In a little house in a little suburb a man and his sub are having chicken and mushrooms in cream sauce for dinner. The latter is kneeling, mouth open to receive forkfuls.
"Texture wise, though I think in general this is more saturated fat than what I'm used to - doesn't stay liquid at the same temperatures."
"Huh. Well, the other quintessentially New York food is bagels, and those are less greasy, though I like mine with a ton of smoked salmon on 'em and full-fat cream cheese."
"Torus-shaped very dense bread, boiled and then baked, sliced in half and spread with stuff."
"New York has the best ones and they have lots of calories in them, I have one or two almost every morning."
"Yeah, that'd be convenient if they're dense - and you can make up the protein and such with toppings, it sounds like."
She snorts. "Shinobi, too. I don't burn as much chakra as some, so I'm not too bad, but one of my friends eats... Something like five times as much as I do, normally."
"Wow! But I bet you don't have to spend a couple years of early adolescence in virtual reality not eating anything you can taste."
"Ouch, yeah. Early adolescence is when shinobi usually eat the most - that's the biggest jump for chakra capacity, on top of puberty."
"Anyone going for extremely high chakra control might have to calorie restrict - I did at, like, eleven to fourteen, I wanted to smooth out my capacity jumps and not lose any of my fine control - but you can still eat normal civilian amounts."
"Huh. We eat normal person amounts if we're not doing any magic, but nobody goes through virtuality all the way only to not do any magic."
"Shinobi need to eat more, always, but once you get training you're subconsciously always using chakra - it's why we very rarely get sick, in part. Also improves our physical fitness, improves temperature regulation, helps alleviate tiredness - we usually sleep less than civilians. Provides a sort of background resistance to injury, so we don't get things like scrapes, papercuts, or scalds after starting training - at least not to normal causes of those. And some other things, though how much else depends a lot on your chakra control and if you have any medical or mental training."
"Because all of the major traditions of chakra-use grew out of or like merged themselves into various martial traditions. Samurai were a noble class by virtue of being way better than anyone else at murder and then successfully governing the people they didn't murder. They were the Empire's standing army, and when a larger army was needed, they would also provide the officers. Shinobi didn't really grow out of martial traditions - jack of all trades mercenaries don't tend to be the core of your army if you have other choices, and us ending up making up most recent armies is historically very weird - but we've gotten to be a more martial tradition as 'being able to survive combat' has gotten more necessary for 'being able to survive, at all.' That was mostly the Warring States period, but the Warring States period was very long and changed... Everything."

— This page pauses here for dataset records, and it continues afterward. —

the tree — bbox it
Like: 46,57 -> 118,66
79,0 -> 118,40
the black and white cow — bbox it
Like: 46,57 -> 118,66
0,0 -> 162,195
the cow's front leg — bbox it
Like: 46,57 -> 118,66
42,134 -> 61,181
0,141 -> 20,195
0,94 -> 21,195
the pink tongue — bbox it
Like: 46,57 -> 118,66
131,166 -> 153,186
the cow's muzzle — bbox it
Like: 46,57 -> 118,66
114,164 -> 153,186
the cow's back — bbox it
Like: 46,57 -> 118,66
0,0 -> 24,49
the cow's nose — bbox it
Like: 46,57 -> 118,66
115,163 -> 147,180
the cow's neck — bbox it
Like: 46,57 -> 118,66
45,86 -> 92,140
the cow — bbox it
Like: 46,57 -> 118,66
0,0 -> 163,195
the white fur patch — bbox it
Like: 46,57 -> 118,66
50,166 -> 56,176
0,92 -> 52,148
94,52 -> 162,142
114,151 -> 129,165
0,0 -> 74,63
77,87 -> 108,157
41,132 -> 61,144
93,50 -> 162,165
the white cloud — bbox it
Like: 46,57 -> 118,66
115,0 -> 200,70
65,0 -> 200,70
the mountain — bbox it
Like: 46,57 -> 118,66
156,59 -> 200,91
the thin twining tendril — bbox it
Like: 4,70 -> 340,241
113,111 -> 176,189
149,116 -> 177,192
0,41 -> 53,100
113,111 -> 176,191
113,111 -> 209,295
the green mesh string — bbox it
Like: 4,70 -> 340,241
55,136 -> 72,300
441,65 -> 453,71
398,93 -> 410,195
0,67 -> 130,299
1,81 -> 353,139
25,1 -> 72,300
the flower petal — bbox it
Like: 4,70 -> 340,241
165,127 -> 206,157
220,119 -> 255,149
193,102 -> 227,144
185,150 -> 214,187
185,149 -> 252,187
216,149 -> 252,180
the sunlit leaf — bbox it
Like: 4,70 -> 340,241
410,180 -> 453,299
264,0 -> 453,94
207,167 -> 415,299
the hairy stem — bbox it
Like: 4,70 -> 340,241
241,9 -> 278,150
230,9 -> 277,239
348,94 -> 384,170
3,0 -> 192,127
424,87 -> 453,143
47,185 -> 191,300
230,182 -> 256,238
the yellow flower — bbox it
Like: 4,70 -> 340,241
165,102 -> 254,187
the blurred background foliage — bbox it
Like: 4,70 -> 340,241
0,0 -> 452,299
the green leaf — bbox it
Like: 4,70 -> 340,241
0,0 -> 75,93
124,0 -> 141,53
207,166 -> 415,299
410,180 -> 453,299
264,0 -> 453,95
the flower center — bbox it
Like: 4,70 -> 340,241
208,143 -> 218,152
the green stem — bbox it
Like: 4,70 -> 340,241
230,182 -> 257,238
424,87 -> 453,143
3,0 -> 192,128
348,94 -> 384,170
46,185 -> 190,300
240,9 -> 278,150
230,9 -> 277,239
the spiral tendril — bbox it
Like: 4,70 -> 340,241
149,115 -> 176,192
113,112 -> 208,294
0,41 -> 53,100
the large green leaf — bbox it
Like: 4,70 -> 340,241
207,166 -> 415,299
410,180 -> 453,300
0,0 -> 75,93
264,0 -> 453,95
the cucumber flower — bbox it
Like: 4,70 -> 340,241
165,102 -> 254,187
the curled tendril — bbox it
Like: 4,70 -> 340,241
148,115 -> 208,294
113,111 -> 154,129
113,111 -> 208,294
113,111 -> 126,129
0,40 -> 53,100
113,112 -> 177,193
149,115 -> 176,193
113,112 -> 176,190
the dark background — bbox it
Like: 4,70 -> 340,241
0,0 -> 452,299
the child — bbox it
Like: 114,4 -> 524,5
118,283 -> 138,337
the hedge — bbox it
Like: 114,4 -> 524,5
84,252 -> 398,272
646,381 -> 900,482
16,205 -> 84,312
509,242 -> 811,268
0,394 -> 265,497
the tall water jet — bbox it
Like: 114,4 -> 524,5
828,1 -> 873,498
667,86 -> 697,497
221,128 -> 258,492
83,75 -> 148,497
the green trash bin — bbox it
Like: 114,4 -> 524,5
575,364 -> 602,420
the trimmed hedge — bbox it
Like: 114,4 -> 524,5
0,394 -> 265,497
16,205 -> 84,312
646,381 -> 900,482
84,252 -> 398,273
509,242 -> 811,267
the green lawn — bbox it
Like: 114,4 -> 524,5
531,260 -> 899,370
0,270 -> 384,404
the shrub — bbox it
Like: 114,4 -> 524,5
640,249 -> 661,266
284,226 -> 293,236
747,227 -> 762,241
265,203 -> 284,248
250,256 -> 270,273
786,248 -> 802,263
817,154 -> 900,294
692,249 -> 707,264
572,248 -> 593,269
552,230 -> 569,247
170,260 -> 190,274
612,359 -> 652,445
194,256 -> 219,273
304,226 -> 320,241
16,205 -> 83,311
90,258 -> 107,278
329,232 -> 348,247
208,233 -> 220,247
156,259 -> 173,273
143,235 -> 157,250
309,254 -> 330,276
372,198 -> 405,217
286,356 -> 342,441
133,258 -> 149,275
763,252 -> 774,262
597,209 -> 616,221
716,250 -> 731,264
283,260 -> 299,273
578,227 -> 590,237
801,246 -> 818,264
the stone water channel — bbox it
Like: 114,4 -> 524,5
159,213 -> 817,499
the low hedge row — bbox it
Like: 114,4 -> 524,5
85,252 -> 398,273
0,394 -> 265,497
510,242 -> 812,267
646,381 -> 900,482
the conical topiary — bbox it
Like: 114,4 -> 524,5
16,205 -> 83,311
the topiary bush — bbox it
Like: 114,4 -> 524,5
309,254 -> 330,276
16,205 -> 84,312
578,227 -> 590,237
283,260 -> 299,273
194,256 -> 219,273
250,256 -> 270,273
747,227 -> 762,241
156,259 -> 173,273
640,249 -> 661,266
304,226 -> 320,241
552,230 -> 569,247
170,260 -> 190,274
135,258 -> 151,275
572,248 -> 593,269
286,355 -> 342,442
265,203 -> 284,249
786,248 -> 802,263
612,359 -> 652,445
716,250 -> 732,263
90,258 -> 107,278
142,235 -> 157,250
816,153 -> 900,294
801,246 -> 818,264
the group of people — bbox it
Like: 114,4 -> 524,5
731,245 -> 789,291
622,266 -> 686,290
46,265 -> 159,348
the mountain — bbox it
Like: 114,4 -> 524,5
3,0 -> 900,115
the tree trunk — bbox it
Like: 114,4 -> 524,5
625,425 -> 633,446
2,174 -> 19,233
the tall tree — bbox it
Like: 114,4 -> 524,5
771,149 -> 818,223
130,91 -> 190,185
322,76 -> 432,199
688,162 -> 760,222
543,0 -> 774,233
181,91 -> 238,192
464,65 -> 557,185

"Also 'civilian' is way more polite than 'peasant,' which is what the samurai often used - when in my hearing at least - and... 'Civilian' centers that the various classes and communities of people who don't use chakra are just - a different subculture, and usually along that specific line, and there's a lot more of those classes than 'tenant farmers.' And it centers that... Not all the shinobi are part of the standing army, though we are all subject to the draft, but non-chakra-users are always effectively non-combatants, and you need to remember that. - Plenty of them decide to join combat anyways, but... You shouldn't react to them like you would to a chakra user."
"All the Hidden Villages I know about are mixed shinobi and civilians, too, so - if you're attacking another Hidden Village, it's... Worse to go after civilians. People do it anyways, of course, but it worsens your negotiating position later and increases the typical retaliation."
"Yeah. Probably universal education is going to do extremely bizarre things to this norm but extremely bizarre things are happening to our culture kind of in general."
"It sounds like it. I hope someone has the spare time to write it all down as it happens."
"Later historians can try to piece it together as long as there's stuff to piece. That's what they pay them the small bucks for."
"Well as long as no one tries purging classified documents, we're definitely taking lots of various notes."
"Good." Isabella orders some more pizza of various types. One has corn on it.